Lo agarré por los hombros, aplastándolo contra el muro de la pared.

—Tenéis una opción, padre —le contesté—. Podéis salir de Eoferwic antes de que vuelvan los daneses o podéis inclinar la cabeza a un lado.

—¿Que puedo hacer qué?

—Inclinar la cabeza hacia a un lado —contesté—, así yo os meto una leche en una oreja a ver si os salen todas las gilipolleces por la otra.

No hubo manera de convencerlo. La gloria de Dios, espoleada por el baño de sangre en Ethandun, había avivado la mentira sobre san Cutberto, ardía con fuerza en Northumbria y el pobre Willibald estaba convencido de que iba a presenciar el inicio de grandes acontecimientos.

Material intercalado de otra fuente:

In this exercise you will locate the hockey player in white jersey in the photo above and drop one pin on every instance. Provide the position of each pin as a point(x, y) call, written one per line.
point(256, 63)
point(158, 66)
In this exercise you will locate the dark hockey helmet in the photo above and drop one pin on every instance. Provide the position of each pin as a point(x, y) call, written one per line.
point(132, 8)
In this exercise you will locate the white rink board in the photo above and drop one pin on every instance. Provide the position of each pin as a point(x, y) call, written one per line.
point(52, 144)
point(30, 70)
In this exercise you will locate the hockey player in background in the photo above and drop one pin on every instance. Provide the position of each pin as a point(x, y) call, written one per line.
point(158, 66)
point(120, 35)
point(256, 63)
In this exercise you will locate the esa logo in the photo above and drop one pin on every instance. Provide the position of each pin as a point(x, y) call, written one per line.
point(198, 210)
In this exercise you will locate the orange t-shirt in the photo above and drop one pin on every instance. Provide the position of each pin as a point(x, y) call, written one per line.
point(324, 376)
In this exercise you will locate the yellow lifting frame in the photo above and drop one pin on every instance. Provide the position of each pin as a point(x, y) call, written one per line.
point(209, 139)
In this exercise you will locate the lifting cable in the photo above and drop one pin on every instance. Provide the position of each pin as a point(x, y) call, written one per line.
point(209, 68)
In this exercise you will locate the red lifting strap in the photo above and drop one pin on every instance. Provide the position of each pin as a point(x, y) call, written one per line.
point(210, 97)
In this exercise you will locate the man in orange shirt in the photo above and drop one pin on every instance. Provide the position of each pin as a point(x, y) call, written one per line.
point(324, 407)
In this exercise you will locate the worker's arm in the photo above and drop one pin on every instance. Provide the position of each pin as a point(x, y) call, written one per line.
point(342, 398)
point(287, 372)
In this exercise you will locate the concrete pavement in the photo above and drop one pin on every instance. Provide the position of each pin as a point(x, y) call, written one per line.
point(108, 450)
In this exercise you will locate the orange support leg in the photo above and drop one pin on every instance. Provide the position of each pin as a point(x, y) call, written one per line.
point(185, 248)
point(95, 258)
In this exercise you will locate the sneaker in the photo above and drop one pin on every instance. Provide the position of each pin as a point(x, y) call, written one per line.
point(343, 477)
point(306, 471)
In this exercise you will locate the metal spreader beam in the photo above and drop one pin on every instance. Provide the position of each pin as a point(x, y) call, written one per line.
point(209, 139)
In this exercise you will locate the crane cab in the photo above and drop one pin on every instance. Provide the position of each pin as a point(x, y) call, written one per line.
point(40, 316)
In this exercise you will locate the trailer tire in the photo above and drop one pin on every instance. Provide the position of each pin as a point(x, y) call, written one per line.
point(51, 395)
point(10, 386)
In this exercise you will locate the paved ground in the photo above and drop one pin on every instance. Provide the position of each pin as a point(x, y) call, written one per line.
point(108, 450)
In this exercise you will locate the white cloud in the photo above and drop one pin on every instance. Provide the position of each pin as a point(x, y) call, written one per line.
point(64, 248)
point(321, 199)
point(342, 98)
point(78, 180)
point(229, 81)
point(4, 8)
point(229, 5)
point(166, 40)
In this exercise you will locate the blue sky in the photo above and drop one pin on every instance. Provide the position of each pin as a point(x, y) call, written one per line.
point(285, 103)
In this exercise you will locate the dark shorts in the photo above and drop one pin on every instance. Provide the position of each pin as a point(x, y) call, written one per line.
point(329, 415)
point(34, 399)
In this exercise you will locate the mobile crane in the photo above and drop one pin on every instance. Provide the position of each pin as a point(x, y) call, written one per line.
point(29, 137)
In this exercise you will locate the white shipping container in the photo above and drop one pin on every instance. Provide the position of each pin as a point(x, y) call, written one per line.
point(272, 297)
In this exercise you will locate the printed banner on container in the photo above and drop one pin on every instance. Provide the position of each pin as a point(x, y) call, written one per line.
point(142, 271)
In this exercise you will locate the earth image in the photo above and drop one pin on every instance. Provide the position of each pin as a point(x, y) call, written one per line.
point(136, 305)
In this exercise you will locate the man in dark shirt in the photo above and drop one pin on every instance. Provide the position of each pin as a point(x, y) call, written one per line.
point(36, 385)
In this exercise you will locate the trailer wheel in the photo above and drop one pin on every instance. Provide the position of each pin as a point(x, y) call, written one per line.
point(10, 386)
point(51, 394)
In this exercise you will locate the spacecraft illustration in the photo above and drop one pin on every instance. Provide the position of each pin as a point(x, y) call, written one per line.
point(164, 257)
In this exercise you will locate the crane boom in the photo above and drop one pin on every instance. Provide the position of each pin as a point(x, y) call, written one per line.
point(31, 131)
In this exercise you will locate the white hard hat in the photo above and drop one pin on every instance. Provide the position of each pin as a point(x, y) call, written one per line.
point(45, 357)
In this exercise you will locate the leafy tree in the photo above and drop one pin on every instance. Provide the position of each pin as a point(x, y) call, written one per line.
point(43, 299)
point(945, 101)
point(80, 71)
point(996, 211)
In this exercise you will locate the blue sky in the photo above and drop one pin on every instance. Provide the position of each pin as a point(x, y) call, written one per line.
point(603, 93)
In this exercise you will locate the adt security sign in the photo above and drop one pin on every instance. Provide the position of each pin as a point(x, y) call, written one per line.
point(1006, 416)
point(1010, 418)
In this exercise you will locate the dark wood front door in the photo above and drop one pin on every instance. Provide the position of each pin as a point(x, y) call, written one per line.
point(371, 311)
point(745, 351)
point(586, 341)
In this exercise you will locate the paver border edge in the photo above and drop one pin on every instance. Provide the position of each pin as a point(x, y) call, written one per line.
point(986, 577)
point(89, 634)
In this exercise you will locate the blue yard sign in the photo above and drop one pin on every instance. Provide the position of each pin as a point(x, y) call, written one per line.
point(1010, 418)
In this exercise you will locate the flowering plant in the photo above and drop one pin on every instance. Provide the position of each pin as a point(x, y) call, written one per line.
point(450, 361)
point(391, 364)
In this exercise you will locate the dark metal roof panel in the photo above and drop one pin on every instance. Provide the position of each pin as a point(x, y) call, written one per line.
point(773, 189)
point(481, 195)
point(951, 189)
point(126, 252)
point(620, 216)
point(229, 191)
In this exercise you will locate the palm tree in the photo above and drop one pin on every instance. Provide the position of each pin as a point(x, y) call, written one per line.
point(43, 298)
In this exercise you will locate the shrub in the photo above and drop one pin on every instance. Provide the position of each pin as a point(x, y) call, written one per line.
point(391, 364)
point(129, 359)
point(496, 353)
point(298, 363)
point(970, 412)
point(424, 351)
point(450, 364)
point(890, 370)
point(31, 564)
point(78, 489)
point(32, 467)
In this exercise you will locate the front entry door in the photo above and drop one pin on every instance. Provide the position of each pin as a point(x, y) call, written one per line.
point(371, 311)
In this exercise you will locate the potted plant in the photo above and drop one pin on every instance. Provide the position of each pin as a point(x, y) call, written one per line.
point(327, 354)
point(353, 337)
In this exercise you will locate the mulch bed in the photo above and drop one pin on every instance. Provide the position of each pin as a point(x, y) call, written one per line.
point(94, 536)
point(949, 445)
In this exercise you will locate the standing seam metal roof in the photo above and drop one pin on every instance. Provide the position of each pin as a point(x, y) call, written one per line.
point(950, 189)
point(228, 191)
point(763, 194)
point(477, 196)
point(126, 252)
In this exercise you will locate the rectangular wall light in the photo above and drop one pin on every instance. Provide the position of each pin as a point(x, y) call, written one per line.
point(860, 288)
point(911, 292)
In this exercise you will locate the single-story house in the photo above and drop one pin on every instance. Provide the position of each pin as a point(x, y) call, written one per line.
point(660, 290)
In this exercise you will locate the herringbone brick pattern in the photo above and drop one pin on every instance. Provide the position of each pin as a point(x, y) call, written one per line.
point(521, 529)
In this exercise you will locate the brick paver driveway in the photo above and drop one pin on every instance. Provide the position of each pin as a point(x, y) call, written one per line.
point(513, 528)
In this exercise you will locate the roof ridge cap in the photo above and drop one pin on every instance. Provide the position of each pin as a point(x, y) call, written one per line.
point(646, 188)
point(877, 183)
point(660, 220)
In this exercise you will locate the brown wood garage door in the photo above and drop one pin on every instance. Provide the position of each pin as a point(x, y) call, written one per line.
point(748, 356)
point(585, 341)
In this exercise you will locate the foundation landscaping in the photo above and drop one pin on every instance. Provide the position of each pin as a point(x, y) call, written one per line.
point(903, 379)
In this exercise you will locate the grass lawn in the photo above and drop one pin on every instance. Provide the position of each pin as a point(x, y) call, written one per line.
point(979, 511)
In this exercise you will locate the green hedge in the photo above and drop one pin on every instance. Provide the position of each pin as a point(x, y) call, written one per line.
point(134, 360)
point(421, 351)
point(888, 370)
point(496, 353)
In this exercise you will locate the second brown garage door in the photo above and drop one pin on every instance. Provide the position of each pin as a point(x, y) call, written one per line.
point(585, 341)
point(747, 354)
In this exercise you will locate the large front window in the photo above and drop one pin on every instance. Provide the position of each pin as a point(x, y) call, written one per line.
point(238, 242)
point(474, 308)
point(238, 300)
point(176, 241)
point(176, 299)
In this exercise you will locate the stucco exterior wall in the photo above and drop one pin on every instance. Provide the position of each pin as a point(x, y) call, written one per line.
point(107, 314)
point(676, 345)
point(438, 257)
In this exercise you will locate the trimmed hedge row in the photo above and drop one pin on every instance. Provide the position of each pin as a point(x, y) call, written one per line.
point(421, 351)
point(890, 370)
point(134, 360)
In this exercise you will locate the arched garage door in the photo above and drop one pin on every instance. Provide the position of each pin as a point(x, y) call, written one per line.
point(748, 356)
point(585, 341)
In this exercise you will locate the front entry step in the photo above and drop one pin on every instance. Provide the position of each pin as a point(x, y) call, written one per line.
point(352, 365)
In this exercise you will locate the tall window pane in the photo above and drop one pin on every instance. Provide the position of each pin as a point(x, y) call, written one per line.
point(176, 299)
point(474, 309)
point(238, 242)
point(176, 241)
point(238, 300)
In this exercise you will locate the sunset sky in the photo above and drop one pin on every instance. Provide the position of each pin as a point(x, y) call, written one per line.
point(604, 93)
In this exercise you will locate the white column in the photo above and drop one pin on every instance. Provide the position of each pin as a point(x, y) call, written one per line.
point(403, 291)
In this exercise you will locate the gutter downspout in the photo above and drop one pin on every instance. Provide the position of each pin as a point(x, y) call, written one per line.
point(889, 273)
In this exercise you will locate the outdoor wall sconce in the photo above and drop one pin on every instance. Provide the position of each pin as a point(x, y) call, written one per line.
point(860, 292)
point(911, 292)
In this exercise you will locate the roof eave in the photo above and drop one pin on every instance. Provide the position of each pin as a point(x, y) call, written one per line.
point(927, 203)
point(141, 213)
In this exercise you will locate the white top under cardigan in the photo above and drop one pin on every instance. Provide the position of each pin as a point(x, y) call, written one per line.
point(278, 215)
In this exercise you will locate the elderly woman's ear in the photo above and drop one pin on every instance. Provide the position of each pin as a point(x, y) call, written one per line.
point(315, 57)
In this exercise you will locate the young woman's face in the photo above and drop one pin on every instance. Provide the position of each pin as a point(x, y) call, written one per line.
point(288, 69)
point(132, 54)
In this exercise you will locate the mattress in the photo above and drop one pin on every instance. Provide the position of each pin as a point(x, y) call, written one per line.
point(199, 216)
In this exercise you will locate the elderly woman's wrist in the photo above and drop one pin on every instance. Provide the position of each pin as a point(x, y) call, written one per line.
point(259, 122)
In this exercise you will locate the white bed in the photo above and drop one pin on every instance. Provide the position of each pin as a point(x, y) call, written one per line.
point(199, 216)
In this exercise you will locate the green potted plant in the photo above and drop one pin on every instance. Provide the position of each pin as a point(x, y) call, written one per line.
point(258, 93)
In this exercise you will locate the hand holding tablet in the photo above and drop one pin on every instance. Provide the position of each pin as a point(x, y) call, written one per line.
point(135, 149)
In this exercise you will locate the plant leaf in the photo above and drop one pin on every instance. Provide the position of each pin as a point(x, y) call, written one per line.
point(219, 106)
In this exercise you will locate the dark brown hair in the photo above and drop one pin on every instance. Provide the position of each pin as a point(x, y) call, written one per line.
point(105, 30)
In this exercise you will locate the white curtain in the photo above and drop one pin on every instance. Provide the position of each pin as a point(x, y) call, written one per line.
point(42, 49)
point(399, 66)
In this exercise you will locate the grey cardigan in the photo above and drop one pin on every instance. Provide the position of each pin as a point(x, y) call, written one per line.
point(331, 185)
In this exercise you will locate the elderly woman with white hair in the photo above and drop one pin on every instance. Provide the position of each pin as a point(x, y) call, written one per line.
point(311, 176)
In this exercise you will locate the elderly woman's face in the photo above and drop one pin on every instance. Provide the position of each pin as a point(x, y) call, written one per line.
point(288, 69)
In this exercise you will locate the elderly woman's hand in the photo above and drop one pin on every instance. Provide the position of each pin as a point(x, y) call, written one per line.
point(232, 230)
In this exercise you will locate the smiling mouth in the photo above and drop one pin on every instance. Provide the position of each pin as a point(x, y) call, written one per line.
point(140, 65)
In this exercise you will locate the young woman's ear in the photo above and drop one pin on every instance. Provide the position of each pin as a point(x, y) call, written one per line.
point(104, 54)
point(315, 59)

Hubo un banquete aquella noche, un convite lamentable de arenques en salmuera, queso, pan duro y cerveza rancia, y el padre Hrothweard dio otro discurso apasionado en el que aseguró que Alfredo de Wessex me había enviado, su mejor guerrero, para guiar la defensa de la ciudad, y que el
fyrd
del cielo vendría a proteger Eoferwic. Willibald no dejaba de corearle aleluyas, tragándose todas las patrañas, y no fue hasta el día siguiente, en el que una lluvia gris y una neblina sombría envolvieron la ciudad, cuando empezó a dudar de la inminente llegada de los ángeles armados con espadas.

La gente abandonaba la ciudad. Había rumores de bandas de daneses que se reunían en el norte. Hrothweard seguía aullando tonterías, y condujo una procesión de sacerdotes y monjes por las calles de la ciudad, blandiendo reliquias y estandartes, pero cualquiera con medio seso entendía que ya era más que probable que antes volvería Ivarr que san Cutberto con la hueste celestial. El rey Egberto me envió un mensajero, y me comunicó que quería hablar conmigo, pero mi opinión era que Egberto estaba condenado, y no le hice caso. Que Egberto se las apañara por su cuenta.

Como yo me las tenía que apañar por la mía, y lo que quería era largarme de la ciudad antes de que descendiera sobre ella la ira de Ivarr. En la taberna Espadas Cruzadas, junto a la puerta norte de la ciudad, encontré mi vía de escape. Se trataba de un danés llamado Bolti que había sobrevivido a la masacre porque estaba casado con una sajona y la familia de su mujer le había dado cobijo. Me vio en la taberna y me preguntó si era Uhtred de Bebbanburg.

—El mismo.

Se sentó enfrente de mí, inclinó la cabeza respetuosamente para saludar a Hild, y chasqueó los dedos para que se acercara una moza con cervezas. Era un hombre regordete, calvo, con el rostro picado de viruelas, la nariz rota y mirada asustadiza. Sus hijos, ambos medio sajones, remoloneaban detrás de él. A uno le eché unos veinte años, al otro cinco menos; ambos blandían espadas pero ninguno parecía muy a sus anchas con el arma.